Telcos have been pulling their weight for the rakyat, these social considerations being delivered without compromising their profit objectives would help raise the sector’s ESG credentials. While the Communications and Multimedia Minister, Tan Sri Annuar Musa, has stressed that the telcos should not only focus on profits, but also on the quality of services in rural areas, we note that the telcos have been pulling their weight. In 3QCY21, network and connectivity related complaints have reduced substantially, and anecdotally, the telcos have been fast to respond problems and downtime. Not to mention, the telcos have continued to provide 1GB in free data for online education and productivity, an initiative that has been repeatedly extended since its inception in April 2020. During recent discussions, MCMC's chairman Dr. Fadhlullah has also praised the telcos for accommodating users' growing data consumption without hiking prices. While we earlier expected this to cause a temporary dip in ARPU (mainly Prepaid), prepaid ARPU remained relatively stable throughout the period, with blended Prepaid ARPU ranging between RM33/mth to RM34/mth. Looking ahead, we believe data yields will continue to fall as data consumption will continue to grow, while political and competitive pressures continue to prevent meaningful price hikes. With Jendela Phase 1 targets to be met by end-2022, the telcos still have more work ahead, namely: (i) ~1mil more premises to be passed to 7.5m premises, (ii) +4Mbps in mobile broadband speeds to 35Mbps, and (iii) ~3% increase in 4G coverage to 96.9%. (Refer Exhibit 1)

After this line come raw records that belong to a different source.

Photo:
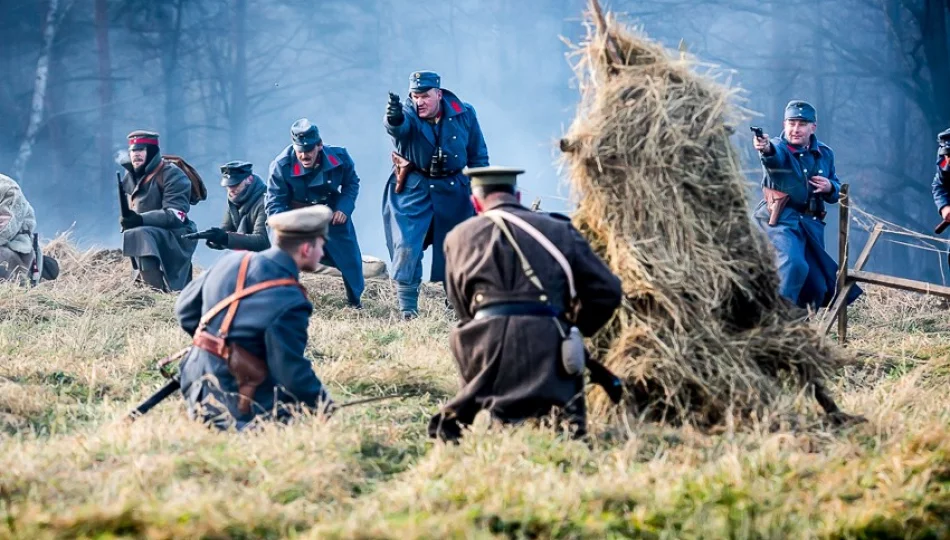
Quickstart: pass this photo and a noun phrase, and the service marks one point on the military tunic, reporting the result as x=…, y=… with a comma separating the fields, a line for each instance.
x=511, y=365
x=271, y=324
x=164, y=210
x=807, y=273
x=17, y=224
x=940, y=182
x=439, y=203
x=246, y=220
x=334, y=183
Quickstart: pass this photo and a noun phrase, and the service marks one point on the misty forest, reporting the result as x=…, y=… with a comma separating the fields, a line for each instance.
x=224, y=80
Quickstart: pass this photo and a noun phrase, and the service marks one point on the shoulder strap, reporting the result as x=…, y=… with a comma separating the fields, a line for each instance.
x=231, y=301
x=541, y=239
x=525, y=265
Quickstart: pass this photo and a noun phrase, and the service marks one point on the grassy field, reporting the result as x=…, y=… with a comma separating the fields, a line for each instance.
x=78, y=353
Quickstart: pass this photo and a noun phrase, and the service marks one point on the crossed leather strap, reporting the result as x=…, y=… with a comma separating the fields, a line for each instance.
x=249, y=370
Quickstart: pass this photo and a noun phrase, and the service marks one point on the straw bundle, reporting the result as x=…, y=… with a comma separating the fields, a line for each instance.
x=702, y=332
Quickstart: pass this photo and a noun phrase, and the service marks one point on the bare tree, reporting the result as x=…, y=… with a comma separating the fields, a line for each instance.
x=54, y=16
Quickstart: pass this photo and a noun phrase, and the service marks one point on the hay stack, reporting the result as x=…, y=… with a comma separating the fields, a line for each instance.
x=702, y=331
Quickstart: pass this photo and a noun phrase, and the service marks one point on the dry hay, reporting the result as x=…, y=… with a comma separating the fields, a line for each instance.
x=702, y=332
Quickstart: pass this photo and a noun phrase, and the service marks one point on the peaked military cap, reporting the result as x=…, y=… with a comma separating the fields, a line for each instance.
x=304, y=135
x=307, y=222
x=235, y=172
x=800, y=110
x=423, y=81
x=493, y=176
x=138, y=139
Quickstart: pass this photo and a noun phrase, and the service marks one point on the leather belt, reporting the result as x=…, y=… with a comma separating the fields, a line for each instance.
x=510, y=309
x=803, y=210
x=448, y=174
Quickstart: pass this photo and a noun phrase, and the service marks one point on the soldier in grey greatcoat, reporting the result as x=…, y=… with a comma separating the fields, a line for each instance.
x=17, y=223
x=244, y=227
x=269, y=330
x=159, y=197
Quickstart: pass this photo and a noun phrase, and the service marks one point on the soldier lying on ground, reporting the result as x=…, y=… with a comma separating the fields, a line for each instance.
x=20, y=254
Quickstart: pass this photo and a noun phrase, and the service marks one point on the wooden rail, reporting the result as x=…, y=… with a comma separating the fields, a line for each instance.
x=847, y=278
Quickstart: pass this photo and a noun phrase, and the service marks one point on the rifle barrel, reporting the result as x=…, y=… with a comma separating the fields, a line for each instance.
x=170, y=388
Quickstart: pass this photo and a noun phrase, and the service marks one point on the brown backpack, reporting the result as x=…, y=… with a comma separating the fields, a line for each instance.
x=198, y=190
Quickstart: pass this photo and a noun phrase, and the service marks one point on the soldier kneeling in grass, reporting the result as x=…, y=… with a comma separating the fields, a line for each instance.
x=525, y=286
x=248, y=314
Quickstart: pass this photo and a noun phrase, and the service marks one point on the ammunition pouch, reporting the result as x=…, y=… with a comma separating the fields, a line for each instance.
x=248, y=370
x=401, y=168
x=775, y=202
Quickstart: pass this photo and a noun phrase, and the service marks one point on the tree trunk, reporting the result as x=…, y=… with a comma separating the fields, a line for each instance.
x=239, y=104
x=39, y=92
x=934, y=36
x=106, y=164
x=176, y=138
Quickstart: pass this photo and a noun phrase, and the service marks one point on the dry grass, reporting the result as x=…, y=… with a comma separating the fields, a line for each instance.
x=78, y=353
x=703, y=333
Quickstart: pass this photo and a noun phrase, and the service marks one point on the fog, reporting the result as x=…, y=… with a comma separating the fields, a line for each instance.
x=224, y=79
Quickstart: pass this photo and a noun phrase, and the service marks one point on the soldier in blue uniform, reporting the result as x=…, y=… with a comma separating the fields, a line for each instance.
x=247, y=360
x=245, y=223
x=435, y=137
x=799, y=179
x=308, y=172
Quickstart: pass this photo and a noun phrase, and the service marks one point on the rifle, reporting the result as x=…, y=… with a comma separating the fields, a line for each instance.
x=174, y=384
x=200, y=235
x=123, y=200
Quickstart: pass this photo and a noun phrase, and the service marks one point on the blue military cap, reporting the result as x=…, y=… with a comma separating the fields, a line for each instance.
x=235, y=172
x=304, y=135
x=423, y=81
x=800, y=110
x=138, y=139
x=493, y=175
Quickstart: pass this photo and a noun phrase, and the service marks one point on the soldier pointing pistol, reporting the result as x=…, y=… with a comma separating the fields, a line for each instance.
x=308, y=172
x=435, y=136
x=799, y=179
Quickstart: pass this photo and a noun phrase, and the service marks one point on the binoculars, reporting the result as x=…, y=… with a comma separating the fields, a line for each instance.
x=437, y=163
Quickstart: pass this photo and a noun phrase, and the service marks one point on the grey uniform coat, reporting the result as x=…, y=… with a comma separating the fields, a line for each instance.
x=246, y=220
x=164, y=210
x=271, y=324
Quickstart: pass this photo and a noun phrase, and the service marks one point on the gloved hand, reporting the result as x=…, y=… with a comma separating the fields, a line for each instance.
x=394, y=113
x=944, y=139
x=217, y=235
x=131, y=221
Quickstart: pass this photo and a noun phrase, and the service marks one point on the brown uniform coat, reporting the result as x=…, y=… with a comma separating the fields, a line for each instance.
x=511, y=365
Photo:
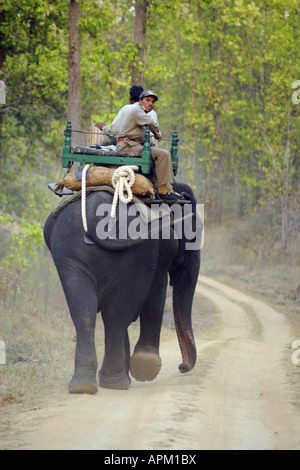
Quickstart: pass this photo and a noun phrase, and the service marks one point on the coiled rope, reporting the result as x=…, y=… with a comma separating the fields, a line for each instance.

5G wholesale rate. All eyes are currently on DNB's 5G wholesale rate, which is currently being negotiated between the telcos and DNB, and evaluated by MCMC. According to MCMC's Dr. Fadhlullah, the MSAP between DNB and telcos should ensure that retail customers will not pay more for 5G (in Mbps) than what they are already paying for 4G.

More entrants to the fixed space. As demand for home internet remains strong, Astro and Umobile have recently ventured into the space, with the former offering its own internet services, and the latter offering its first home fibre product in earlySept. As Umobile, which is currently relying on Allo's fibre infrastructure, looks to widen its fixed coverage to more areas, we wouldn't be surprised of future partnerships with TM Wholesale. Given that Malaysia's fixed broadband penetration stands at 41% in 2QCY21 (39% in 1QCY21), we are not concerned about competition in the space. However, the telcos will likely see fixed ARPU dilution moving forward, as their continued expansion into the mass market will outweigh any ARPU gains from package upgrades. Encouragingly, MCMC recently indicated that they think fixed broadband prices in Malaysia are affordable relative to regional peers, thus reducing price downside risks to wholesale provider TM.